Le palestinisme paraît n'être rien de plus que l'idéologie pan-arabiste en négatif : devant reconnaître, malgré qu'ils en aient, qu'ils ne forment pas une immense nation, les Arabes ne trouvent un simulacre d'unité que dans le palestinisme : le mythe du "pauvre Palestinien" face au Juif tout-puissant, celui qui manipule les dirigeants de la nation la plus puissante (et oppressive) de la terre (les États-Unis), qui ne vit que comme un parasite, en suçant le sang (l'argent) des "damnés de la terre" à qui on n'a jamais donné de chance.

Djihadiste triomphant

D'où l'islamisme, qui permet de formuler en positif ce même rêve : le jihadiste triomphant, redressant les torts, chevauchant sur la terre jonchée des cadavres des koufarin (Infidèles).

Le palestinisme est grevé des mêmes défauts que le pan-arabisme : le "Palestinien", issu de tous les pays environnants, ne jouit pas plus d'une identité que la totalité des peuples arabophones ! Leur haine du Juif (tout ce qui a jamais été écrit par les anti-sémites européens dans l'objectif de fomenter des pogroms, est imprimé et colporté dans les pays arabes) n'est pas étonnant : les Juifs constituent une nation depuis la nuit des temps (au moins deux mille ans : je laisse les autres siècles aux spécialistes), malgré l'expulsion forcée de leur terre.

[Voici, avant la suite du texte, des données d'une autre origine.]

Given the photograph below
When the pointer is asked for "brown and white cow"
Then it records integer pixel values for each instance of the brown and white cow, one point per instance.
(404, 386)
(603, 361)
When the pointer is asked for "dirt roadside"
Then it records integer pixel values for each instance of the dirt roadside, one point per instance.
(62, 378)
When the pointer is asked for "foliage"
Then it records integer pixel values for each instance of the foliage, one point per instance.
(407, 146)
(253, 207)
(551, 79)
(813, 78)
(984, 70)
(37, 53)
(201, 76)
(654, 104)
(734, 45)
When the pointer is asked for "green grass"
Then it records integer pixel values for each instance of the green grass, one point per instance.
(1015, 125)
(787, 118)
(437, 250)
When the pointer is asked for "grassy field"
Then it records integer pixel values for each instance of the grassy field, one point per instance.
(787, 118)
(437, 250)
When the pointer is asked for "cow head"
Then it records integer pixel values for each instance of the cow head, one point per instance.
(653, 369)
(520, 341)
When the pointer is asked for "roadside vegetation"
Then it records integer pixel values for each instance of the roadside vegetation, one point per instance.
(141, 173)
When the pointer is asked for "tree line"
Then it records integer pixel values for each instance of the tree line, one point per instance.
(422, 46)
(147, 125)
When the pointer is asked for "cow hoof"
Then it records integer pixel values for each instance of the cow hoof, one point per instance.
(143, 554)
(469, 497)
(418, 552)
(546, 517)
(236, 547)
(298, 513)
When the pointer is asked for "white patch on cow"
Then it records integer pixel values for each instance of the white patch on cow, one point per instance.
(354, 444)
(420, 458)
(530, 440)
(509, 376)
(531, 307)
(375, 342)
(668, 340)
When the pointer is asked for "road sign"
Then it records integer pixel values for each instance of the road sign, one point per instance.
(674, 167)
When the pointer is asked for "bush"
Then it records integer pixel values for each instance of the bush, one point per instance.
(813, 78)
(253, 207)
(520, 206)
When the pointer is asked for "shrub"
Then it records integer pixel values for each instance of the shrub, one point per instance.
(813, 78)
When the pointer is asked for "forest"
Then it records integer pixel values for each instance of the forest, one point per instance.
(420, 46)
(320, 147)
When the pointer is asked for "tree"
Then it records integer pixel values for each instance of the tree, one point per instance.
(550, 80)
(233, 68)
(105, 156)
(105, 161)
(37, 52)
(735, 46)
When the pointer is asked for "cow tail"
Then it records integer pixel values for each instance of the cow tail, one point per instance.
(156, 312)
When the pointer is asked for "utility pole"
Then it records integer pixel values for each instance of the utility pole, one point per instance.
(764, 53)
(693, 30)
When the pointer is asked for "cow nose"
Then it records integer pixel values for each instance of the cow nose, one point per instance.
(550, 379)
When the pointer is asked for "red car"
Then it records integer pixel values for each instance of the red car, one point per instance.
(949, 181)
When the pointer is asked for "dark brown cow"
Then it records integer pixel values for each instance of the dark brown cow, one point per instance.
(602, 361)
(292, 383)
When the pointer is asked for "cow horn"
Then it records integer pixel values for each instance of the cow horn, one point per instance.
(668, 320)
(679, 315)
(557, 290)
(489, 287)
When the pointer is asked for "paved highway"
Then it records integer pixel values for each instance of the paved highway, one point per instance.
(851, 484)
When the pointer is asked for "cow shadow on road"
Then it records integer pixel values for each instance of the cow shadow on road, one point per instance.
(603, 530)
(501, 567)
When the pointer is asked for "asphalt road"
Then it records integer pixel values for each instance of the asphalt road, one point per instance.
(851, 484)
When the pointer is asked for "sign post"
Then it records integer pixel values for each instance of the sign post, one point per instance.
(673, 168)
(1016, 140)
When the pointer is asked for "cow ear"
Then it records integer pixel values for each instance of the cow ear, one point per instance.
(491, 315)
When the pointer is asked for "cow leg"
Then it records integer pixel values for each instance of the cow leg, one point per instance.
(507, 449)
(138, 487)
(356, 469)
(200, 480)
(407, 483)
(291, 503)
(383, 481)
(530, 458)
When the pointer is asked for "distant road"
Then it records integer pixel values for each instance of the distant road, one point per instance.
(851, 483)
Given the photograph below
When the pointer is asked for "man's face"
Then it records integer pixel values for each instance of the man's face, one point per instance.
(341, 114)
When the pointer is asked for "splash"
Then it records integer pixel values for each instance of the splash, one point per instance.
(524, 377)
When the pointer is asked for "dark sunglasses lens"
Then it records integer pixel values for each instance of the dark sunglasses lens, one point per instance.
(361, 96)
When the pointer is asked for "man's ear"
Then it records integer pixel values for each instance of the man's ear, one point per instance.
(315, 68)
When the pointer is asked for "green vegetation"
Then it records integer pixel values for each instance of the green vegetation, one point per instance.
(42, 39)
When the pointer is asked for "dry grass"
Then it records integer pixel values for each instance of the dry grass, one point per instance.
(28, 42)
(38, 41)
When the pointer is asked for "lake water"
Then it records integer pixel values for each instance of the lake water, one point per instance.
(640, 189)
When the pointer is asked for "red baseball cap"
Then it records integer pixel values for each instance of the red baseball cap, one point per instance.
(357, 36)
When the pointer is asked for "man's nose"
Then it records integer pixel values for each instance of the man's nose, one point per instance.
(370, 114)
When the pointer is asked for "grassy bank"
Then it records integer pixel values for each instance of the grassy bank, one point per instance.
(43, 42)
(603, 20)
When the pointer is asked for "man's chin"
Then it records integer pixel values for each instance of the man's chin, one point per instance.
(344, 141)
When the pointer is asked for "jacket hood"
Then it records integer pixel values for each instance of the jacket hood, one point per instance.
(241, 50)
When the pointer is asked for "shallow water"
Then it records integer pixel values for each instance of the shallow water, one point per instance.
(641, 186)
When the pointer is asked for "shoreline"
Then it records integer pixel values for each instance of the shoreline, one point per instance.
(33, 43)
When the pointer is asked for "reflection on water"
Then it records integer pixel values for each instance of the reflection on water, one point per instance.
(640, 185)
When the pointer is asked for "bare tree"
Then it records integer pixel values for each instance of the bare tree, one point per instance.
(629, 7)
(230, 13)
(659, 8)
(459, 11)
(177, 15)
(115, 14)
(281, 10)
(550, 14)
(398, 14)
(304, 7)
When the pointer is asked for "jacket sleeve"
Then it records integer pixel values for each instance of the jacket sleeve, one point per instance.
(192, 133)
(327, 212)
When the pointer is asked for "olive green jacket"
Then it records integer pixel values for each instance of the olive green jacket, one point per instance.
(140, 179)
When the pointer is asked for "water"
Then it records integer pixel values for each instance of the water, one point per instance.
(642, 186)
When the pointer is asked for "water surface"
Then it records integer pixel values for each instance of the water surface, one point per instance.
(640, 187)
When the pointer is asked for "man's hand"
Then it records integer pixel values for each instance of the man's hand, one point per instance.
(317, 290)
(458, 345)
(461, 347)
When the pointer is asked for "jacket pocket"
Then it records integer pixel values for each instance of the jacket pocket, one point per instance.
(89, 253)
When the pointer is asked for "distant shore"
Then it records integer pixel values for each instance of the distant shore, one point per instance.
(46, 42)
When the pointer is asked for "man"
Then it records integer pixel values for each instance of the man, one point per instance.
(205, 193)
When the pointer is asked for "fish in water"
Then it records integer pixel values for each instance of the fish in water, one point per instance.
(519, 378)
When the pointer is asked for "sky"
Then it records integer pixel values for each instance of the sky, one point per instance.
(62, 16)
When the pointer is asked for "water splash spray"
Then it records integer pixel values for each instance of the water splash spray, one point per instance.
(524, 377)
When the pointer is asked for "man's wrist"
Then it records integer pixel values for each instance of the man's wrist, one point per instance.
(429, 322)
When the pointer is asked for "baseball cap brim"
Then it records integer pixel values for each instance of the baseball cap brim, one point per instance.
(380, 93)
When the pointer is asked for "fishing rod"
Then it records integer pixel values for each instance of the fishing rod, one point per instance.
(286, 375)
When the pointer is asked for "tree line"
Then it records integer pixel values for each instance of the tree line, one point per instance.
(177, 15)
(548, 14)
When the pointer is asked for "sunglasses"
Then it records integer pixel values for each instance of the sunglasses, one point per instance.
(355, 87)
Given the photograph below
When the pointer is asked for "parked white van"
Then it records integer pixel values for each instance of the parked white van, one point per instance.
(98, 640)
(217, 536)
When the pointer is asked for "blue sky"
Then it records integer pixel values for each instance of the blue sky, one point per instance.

Que ces dhimmis méprisés osent revenir, alors que les Arabes ne parviennent pas à se doter d'une identité à la hauteur de leurs rêves : voilà de quoi attiser une haine inextinguible!

(un exemple inspiré de T.E. Lawrence : mettez tous les anglophones ensemble — Anglais, Américains, Indiens, Australiens — et essayez d'en faire une "nation". Vous verriez des étincelles!).

"Les Israéliens ne font plus qu'un" : voilà l'utopie de l'amour; la haine en est l'envers (Efraïm Karsh : lire).